Im Dialog über Menschen, Medien & Möglichkeiten: Markus Hübner. Er ist Experte für Markenführung. Als Gründer & CEO von Brandflow, führt er Marken ins neue Kommunikationszeitalter und begleitet sie auf dem Weg zu zielgerichtetem Wachstum und begeisterten Kunden.

 

Er gewann – unter anderen – bei international renomierten Kreativwettbewerben wie dem Golden Drum Festival und Cannes Lions, sowie beim österreichischen Staatspreis Multimedia. Von Innsbruck aus, betreut er Kunden wie Coca-Cola, Carrera oder die Hypo Tirol Bank. 

(c) Daniel K. Gebhart

Fotos by Daniel K. Gebhart, Fotograf aus Wien – www.fotografisch.at 

 


Frage 1: Markus, Du warst einer der ersten in Österreich, die sich mit dem Internet professionell beschäftigt haben. Wann war das und wie bist Du dazu gekommen?

 

Puh, lang ist’s her :-)

Einer der ausschlaggebenden Momente war ein Film (war games), von dem ich fasziniert war welche Auswirkungen die weltweite Vernetzung von Computern

mit sich bringt. Als ich mich darauf intensiver mit der Thematik beschäftigte, setzte ich mich intensiv mit dem Internet auseinander. Da es um 1991 / 1992 nur sehr spärliche Informationen gab, organisierte ich mir Bücher aus den USA. Über das EDV-Zentrum in Innsbruck bekam ich Zugang. Telnet, Gopher, IRC oder Newsgroups waren die damaligen Dienste die mich sofort in Ihren Bann gezogen haben. So bin ich damals gleich nach der Schule in die Uni und auch in den Sommerferien.

 

 Wenn ich denke wie dramatisch sich dieses Informationszeitalter damals durch die Einführung des WWW einige Zeit später (1993) änderte.
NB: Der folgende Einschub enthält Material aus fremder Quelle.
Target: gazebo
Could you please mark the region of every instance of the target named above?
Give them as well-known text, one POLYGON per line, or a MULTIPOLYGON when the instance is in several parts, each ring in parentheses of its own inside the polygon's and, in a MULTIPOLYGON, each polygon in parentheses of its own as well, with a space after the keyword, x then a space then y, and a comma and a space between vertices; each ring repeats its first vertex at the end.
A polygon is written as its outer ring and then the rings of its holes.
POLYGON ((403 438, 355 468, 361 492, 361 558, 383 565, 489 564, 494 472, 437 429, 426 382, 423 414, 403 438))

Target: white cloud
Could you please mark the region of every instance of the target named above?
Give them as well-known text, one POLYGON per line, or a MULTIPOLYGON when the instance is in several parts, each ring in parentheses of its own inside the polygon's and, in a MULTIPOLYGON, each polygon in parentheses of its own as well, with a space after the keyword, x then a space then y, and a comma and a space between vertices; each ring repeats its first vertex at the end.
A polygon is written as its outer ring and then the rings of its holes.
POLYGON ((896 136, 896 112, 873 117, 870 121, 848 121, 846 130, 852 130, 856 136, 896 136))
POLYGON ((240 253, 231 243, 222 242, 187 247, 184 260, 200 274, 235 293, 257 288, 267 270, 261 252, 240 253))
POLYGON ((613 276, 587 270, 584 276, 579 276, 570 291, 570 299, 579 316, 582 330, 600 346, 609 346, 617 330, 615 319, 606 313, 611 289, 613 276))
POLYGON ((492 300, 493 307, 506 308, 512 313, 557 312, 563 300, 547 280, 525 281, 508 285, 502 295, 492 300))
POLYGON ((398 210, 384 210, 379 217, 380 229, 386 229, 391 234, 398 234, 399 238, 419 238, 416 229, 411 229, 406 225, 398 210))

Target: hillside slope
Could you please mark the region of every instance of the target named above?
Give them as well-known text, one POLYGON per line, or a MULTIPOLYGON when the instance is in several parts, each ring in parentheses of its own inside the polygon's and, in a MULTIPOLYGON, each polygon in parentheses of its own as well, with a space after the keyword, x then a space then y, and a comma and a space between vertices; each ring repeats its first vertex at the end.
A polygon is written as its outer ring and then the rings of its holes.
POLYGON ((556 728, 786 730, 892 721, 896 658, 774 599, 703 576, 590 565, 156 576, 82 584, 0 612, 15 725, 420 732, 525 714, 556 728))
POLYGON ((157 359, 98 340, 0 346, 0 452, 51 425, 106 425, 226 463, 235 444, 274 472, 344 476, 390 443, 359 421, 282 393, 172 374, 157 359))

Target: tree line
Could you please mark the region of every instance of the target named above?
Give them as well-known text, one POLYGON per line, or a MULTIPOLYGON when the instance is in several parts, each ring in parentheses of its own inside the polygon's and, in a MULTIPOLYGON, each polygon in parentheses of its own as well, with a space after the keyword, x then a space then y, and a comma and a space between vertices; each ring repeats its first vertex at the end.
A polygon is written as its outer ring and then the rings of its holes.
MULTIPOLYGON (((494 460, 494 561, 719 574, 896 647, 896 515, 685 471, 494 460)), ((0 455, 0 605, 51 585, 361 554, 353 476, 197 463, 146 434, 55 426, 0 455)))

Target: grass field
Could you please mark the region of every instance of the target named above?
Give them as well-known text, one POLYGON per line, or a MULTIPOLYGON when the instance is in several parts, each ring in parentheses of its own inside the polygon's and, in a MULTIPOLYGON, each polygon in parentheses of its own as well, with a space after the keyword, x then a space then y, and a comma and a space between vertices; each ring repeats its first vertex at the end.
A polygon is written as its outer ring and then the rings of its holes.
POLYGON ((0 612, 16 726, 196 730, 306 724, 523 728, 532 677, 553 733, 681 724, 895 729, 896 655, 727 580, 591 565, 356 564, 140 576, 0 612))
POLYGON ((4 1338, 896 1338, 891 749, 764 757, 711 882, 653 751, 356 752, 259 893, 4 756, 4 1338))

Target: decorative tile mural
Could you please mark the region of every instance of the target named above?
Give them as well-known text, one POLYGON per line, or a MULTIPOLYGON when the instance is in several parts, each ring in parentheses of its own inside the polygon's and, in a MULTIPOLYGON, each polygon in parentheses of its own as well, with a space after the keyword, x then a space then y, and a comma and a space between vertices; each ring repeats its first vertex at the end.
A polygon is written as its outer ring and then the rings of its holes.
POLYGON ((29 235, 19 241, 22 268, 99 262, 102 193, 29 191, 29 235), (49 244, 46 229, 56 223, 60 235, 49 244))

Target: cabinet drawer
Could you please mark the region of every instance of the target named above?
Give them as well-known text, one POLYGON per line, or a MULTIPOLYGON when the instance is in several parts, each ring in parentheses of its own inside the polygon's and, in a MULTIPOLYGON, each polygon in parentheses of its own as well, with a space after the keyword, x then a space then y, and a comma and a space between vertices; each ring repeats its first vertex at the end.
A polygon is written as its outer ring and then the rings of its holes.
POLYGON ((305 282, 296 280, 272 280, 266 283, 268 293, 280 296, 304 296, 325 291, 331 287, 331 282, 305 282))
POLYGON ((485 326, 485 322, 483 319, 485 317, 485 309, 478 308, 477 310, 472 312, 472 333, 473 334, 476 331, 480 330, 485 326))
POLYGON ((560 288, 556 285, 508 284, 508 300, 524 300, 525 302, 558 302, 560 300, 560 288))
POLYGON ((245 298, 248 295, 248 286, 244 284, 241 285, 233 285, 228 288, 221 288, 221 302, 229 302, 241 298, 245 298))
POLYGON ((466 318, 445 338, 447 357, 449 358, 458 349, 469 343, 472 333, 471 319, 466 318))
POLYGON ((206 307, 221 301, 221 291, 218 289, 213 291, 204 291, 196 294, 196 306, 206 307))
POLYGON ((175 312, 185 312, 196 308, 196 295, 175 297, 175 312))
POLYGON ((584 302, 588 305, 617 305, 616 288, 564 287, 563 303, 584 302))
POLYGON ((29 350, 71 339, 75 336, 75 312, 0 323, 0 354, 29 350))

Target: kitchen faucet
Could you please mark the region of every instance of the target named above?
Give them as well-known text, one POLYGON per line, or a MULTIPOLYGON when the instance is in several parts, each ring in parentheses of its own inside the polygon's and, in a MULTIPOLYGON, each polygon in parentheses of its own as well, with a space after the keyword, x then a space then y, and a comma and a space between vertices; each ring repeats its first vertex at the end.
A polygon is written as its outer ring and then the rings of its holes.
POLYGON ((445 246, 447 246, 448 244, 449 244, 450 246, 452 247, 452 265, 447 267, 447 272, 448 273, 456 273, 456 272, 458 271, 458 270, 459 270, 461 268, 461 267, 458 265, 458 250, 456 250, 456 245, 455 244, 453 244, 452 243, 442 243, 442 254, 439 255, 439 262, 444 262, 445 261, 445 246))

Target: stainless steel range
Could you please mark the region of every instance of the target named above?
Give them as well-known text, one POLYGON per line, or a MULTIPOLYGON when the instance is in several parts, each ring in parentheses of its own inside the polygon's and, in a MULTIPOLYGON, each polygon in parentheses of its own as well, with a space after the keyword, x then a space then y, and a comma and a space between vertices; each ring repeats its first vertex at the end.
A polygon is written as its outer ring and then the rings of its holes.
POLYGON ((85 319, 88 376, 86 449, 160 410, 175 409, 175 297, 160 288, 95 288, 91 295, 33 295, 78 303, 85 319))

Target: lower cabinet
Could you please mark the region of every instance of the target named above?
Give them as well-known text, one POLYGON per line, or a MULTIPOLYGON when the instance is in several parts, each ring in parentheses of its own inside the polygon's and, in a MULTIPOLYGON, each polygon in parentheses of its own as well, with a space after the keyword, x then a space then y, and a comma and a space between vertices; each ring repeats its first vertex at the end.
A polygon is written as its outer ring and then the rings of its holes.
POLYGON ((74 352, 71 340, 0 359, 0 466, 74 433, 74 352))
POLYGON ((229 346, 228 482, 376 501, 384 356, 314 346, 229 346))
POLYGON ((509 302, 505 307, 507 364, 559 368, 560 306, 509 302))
Ich kann mich noch sehr lebhaft an meine ersten Erlebnisse mit dem ersten WWW-Browser Mosaic erinnern. Es war im Gegensatz zu IT-Spezialisten vorbehaltenen Diensten wie Telnet & Co. der Startschuss für den massentauglichen Einsatz des Internet. Natürlich war mit Mosaic die damalige HTML Spezifikation nur sehr spärlich, doch ich stürzte mich gleich darauf.

 

Anfangs des WWW gab es nur ein paar tausend Server, da kannte ich die wichtigsten noch Auswendig. Wenn ich das mit heute vergleiche :-) Was mich damals auch schon begeisterte war die (inhaltliche) Leistungsorientierung der globalen Vernetzung. Ich hab neben der Schule (HAK) für größere Konzerne und Unternehmen in den USA oder der Schweiz Projekte gemacht. Es ging einfach darum was man kann, welche Referenzen man hatte und nicht wie alt man ist. Da können heute leider viele Jungunternehmer ein Lied davon singen wie schwierig oft diese mentale Hemmschwelle von vielen Entscheidern in der "offline Business Welt" ist.